Il progetto Voci d'archivio nasce con l'idea di corredare con un'intervista i fondi documentari presenti presso l'Archivio dei Movimenti di Genova, intervistando i donatori dei fondi stessi: punto centrale è la valorizzazione della “identità” documentaria del donatore, e l'indagine sulla costruzione e il lascito dei fondi archivistici per la stagione dei movimenti.

Le ventuno interviste effettuate sono andate a creare una narrazione corale, un’indagine del lungo Sessantotto attraverso il racconto dei documenti e della loro storia, capace di sottolineare le differenze di genere e le individualità di ogni donatore e donatrice, intersecandole però in quella dimensione collettiva propria dei movimenti. Il lavoro di indicizzazione attualmente in corso permette di consultare le interviste sul portale Ti racconto una Storia, valorizzando ulteriormente il concetto di storia pubblica sotteso al progetto: una storia non scritta dagli storici o dagli archivisti di oggi, ma dagli historymakers di allora, che il lavoro scientifico si limita ad arricchire con possibili chiavi interpretative.

Per capire la sperimentazione è necessario partire dalla considerazione che i fondi degli archivi dei movimenti sono archivi di persona – nel senso che portano traccia di una narrazione di sé, seppur parziale e riferita solo a un determinato arco di tempo. È la narrazione di un sé politico, e di un sé collettivo: la lettura di questo sé va effettuata (anche) con le fonti orali, a mio parere fondamentali per rendere parlanti le carte di un archivio dei movimenti, restituendo loro, valorizzando ed esplicitando la traccia emozionale contenuta nei documenti.

La restituzione del valore emozionale di un fondo di persona permette di evitare un fenomeno di cui si sente raramente parlare a proposito degli archivi (molto più frequente, invece, nella storia orale), che è l’alienazione – in senso marxiano – della storia dai suoi produttori. La storiografia statunitense si è molto interrogata a proposito dello sfruttamento che il ricercatore oralista mette in campo nel momento in cui usa il testimone per scrivere una storia: lo spoglia della sua testimonianza, storicizzandola – e quindi inserendola in un contesto più ampio che la priva del contenuto emozionale e simbolico proprio della memoria (il quesito è ovviamente capire in che modo e in che forma sia possibile rendere più etico possibile questo sfruttamento).

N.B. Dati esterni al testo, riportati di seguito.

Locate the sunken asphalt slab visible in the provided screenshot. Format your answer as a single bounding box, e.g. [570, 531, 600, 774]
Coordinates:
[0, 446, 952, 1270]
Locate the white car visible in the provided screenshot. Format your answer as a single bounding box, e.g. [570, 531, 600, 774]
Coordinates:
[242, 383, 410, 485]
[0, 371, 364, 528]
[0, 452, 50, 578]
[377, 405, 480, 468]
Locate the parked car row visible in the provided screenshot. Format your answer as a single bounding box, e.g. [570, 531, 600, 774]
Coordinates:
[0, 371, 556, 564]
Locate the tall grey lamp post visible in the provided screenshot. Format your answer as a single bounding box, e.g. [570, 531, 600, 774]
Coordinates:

Eppure questo stesso paradigma non viene mai applicato all’archivistica, forse perché l’archivio è inteso strutturalmente come luogo altro, quasi isolato – lo si vede anche nel lessico: si parla di donazioni, di lasciti. Quindi anche l’archivio aliena i documenti dal loro donatore, spogliandoli di quella componente emozionale che era presente finché i documenti erano in mano a chi li aveva raccolti – per quanto relegati in cantina o in soffitta -, inserendoli nel contesto storico-archivistico.
Se assumiamo che la restituzione del valore emozionale documentario sia un’operazione importante, quantomeno per gli archivi dei movimenti, la domanda principale è come operare questa restituzione: una parziale risposta viene proprio dall’oralità, nel senso che l’archivista stesso può diventare creatore di fonti (orali), come suggeriva già William Moss [1986].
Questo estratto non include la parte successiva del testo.